The cleanliness of UNC’s defense, in contrast to Oregon State’s miscues, was a clear difference-maker in such a tightly contested game. Fittingly, Martorano made perhaps the most crucial defensive play in the eighth, when he fired behind OSU shortstop Cadyn Grenier at first base and picked him off for the first out of that inning, squanching a potential rally.

 

“I just want to give a shoutout to Brandon Martorano because it was mighty hard for him to do, to go out there, because (him and Attianese) have been friends ever since they were kids,” Fox said. “And I thought Brandon Martorano made the biggest play there picking that guy off.
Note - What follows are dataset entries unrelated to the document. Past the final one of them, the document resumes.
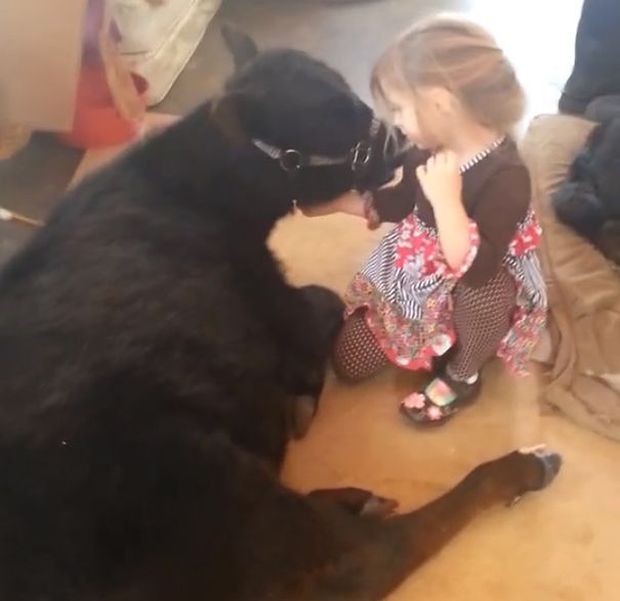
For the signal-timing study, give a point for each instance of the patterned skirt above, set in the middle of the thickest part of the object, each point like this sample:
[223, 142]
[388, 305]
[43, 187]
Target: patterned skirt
[406, 287]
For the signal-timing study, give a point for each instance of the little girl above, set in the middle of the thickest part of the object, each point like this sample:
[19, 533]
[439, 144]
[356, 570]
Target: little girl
[457, 280]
Quite honestly, I wasn’t sure he was going to play today.”

Not only did he play, but Martorano scored twice and made the pivotal pickoff in the eighth. All the while, he wore Attianese’s No. 39 on his wrist and tweeted the No. 39 immediately after UNC’s win.

“Words cannot even begin to describe the sadness I feel at the loss of one of my best friends,” Martorano said in an Instagram tribute Saturday.

“I’m beyond lucky to have spent the 11 years we did together growing up and playing baseball. We shared a 9×11 dorm room for an entire year and there is nobody else I would’ve rather done it with.

“There was never a day you didn’t have a smile on your face or wasn’t putting one on mine.”